Fine 1969, abbiamo creato una sezione della SIA a Strasburgo (Solidarité internationale antifasciste). È in quel momento che alcuni gruppi tra cui la FA e la SIA hanno deciso di partecipare alla creazione della Librairie Bazar Coopérative [Libreria Bazar Cooperativa].

Vi sono state molte attività intorno alla Libreria. Ad esempio, i gruppi vicini alla Libreria pubblicarono un giornale di controinformazione chiamato Ussm’Vollik (scaturito dal popolo) ed in margine a quest'ultima  è esistito un vivaio.

All'inizio degli anni 70, la sezione SIA ha moltiplicato gli incontri con i diversi gruppi della regione.

"Organizzavamo il sostegno agli antifascisti spagnoli attraverso delle manifestazioni pubbliche, delle  proiezioni di film tra cui  Mourir à Madrid, e delle conferenze".

Attività culturali

I libertari strasburghesi dell'epoca accordavano "Un'importanza del tutto particolare nel promuovere la cultura libertaria su Strasburgo cercando soprattutto di pubblicare delle riviste di riflessione e delle fanzine. È così che nel 1971, con il gruppo della FA, abbiamo compiuto il tentativo di un circolo di cultura libertaria. Si chiamava di nuovo in quel modo, e le riunioni avevano dei temi. Ad esempio, la seconda riunione, nel mese di marzo dello stesso anno, verteva su un articolo apparso sulla rivista Anarchisme et Non-Violence, intitolata "Per dei partiti anarchici" firmato, da uno strasburghese".
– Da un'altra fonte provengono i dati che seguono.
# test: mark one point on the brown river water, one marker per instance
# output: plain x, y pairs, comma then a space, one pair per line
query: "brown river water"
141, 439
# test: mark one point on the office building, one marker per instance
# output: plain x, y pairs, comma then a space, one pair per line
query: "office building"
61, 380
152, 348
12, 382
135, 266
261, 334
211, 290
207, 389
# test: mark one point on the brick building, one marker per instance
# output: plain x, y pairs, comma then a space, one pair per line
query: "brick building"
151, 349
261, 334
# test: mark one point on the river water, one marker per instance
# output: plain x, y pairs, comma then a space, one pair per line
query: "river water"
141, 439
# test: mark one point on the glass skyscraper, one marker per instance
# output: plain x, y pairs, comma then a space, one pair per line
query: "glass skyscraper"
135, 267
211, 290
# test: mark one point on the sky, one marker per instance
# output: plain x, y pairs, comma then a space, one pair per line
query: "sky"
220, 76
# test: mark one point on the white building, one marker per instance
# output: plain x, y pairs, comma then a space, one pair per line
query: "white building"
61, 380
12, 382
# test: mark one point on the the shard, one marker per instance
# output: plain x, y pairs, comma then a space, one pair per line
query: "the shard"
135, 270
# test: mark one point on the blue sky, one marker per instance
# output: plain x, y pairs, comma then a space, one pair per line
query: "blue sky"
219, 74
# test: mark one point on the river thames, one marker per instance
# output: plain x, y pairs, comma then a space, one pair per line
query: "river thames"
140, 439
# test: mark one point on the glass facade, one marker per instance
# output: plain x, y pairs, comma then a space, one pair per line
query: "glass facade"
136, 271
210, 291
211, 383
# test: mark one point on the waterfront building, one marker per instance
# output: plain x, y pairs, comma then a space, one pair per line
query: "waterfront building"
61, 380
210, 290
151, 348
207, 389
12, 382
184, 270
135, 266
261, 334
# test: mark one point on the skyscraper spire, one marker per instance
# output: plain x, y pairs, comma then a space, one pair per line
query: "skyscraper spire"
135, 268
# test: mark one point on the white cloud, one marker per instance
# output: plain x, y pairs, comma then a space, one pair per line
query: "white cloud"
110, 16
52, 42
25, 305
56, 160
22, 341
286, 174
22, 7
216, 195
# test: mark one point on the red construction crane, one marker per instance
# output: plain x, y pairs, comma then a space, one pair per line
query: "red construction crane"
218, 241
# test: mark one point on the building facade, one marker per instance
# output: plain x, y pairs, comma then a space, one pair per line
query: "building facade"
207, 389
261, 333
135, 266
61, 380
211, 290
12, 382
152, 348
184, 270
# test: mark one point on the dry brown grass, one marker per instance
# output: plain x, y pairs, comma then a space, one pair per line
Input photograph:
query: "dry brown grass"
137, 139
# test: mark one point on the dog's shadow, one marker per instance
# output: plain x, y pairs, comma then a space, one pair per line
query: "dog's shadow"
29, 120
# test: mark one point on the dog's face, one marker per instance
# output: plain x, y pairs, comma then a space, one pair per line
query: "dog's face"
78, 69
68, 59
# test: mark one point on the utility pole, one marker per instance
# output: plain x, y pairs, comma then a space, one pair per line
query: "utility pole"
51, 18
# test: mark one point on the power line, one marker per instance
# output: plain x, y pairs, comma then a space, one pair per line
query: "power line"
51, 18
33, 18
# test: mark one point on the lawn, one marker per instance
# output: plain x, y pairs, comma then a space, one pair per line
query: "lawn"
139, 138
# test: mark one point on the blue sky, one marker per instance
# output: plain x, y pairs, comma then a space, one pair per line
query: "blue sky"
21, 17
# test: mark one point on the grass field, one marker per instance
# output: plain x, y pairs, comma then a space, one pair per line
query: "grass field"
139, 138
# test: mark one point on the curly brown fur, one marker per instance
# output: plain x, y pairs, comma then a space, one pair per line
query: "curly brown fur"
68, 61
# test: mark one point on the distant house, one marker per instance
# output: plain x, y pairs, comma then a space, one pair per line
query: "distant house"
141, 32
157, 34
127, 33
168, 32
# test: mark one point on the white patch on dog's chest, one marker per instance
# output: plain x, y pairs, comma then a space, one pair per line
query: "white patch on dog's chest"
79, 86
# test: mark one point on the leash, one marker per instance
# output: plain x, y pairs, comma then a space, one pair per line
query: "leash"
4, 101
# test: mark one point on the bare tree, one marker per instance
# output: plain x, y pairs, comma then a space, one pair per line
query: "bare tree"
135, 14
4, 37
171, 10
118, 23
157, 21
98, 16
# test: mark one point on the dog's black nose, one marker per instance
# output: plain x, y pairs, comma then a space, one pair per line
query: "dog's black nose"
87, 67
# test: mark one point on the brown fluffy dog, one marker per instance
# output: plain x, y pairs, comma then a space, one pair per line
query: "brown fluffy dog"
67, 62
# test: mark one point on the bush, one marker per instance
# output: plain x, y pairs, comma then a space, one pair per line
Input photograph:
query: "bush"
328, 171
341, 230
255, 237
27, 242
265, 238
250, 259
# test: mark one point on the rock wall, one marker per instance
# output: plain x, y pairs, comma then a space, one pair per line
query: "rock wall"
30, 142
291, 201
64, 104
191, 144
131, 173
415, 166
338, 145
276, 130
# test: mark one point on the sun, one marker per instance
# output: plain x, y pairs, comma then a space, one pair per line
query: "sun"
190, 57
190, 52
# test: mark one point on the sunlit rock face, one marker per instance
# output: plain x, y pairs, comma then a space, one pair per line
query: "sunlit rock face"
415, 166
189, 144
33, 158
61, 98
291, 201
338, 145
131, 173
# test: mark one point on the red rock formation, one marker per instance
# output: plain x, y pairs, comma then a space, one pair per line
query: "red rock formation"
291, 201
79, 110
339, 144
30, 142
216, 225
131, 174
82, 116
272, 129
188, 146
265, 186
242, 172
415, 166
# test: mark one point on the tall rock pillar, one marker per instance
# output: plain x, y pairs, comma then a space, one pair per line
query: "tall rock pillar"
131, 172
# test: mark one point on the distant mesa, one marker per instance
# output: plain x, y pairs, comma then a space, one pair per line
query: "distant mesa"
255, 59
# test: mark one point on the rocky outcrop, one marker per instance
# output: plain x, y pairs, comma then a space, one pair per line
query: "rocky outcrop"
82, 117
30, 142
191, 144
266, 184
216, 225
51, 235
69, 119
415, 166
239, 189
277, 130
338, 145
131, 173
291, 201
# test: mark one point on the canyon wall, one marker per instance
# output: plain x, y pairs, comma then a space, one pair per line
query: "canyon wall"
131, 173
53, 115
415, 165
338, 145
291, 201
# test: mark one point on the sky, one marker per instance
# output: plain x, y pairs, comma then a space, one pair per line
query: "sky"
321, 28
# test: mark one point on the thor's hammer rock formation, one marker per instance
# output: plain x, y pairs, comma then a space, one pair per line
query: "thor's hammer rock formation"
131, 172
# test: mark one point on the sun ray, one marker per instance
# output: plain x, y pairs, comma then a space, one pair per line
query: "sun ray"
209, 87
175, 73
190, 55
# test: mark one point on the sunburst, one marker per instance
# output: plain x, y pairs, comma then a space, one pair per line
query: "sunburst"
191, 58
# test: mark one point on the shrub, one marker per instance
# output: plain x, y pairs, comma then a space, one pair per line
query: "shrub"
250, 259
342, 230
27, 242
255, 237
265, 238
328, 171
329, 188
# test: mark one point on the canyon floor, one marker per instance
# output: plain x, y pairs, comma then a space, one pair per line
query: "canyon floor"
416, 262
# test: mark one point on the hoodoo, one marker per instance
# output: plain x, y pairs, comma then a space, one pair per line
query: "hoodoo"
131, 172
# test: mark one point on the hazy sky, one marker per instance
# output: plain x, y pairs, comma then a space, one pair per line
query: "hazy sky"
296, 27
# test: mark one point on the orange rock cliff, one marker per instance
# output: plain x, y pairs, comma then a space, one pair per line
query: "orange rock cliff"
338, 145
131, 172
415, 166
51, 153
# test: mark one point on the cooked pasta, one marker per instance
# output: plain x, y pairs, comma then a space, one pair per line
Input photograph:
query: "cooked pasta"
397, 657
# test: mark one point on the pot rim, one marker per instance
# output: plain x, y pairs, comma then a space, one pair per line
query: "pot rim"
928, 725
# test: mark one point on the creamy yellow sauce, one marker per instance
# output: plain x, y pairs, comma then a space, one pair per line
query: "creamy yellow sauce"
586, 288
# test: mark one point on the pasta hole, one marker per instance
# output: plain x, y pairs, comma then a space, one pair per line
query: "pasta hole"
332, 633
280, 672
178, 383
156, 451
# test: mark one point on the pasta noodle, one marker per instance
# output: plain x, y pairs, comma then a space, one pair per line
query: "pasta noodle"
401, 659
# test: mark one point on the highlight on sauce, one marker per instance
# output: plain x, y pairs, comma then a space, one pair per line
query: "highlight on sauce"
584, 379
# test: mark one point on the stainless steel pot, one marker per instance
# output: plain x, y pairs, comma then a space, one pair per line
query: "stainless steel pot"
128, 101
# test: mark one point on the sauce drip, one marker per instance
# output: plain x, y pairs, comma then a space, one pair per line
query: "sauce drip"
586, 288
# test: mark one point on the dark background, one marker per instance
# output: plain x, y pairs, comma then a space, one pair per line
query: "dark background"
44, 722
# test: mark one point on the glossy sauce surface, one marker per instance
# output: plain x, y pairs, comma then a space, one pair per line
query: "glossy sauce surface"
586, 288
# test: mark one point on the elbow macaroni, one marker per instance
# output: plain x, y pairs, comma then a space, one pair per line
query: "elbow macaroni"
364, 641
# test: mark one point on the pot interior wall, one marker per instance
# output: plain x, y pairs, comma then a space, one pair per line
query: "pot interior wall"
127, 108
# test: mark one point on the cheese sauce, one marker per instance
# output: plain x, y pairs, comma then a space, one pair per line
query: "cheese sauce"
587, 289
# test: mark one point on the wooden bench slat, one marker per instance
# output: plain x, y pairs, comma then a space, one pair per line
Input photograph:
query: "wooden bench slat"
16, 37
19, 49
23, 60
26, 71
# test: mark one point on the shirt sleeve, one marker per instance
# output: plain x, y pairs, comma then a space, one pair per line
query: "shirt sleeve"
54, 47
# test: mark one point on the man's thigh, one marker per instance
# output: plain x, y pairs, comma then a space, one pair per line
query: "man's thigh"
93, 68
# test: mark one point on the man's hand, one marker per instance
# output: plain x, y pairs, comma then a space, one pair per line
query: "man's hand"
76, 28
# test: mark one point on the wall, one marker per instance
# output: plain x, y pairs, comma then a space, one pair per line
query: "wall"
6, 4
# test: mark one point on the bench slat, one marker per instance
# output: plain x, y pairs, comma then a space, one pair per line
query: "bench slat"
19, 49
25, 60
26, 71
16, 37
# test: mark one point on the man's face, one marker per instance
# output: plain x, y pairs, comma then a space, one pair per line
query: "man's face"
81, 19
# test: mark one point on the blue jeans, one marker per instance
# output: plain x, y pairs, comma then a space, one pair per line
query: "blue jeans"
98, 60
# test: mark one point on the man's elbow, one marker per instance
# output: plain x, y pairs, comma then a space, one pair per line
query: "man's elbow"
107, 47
Da questo interesse per la cultura e la storia libertaria è scaturita una rivista Vroutsch, che serviva da "copertura" per pubblicare un certo numero di altre riviste dello stesso genere, soprattutto La Marge e Dissidence. "Abbiamo pubblicato un numero speciale sui consigli operai, che è stata a lungo la sola cosa esistente in Francia sull'argomento. Abbiamo pubblicato un numero sulle cliniche libere, "Free clinics", un numero sulla Cina, un numero sulla psichiatria, e dei numeri di Dissidence, basati soprattutto su una riflessione sull'anarchismo. E dunque, intorno a  Vroutsch, abbiamo tenuto nel 1975, un incontro con degli animatori di altre riviste, tra le altre La Lanterna e con IRL, Informations rassemblées à Lyon".

L'attività militante libertaria si ferma dopo la fine della Libreria Bazar. Ha cessato sia per delle ragioni finanziarie sia per delle ragioni economiche: Il modo di funzionamento di una libreria tradizionale, ufficiale, è estremamente caro.

Occorreva molto movimento monetario affinché funzionasse. Dunque, una volta che la libreria cessò, tutte le attività sono terminate e l'ambiente militante libertario si è disgregato. Tra la fine degli anni 70 e l'inizio degli anni 90, l'attività anarchica su Strasburgo fu episodica.

Dal 1976 à 1979, Furth ha partecipato alla redazione della rivista culturale alsaziana Le Drapier, (11 numeri) publicata dalla compagnia teatrale con lo stesso nome.

Dall'anno 2000, René Fugler è membro del collettivo di redazione della rivista "Réfractions. Recherche et expressions anarchistes".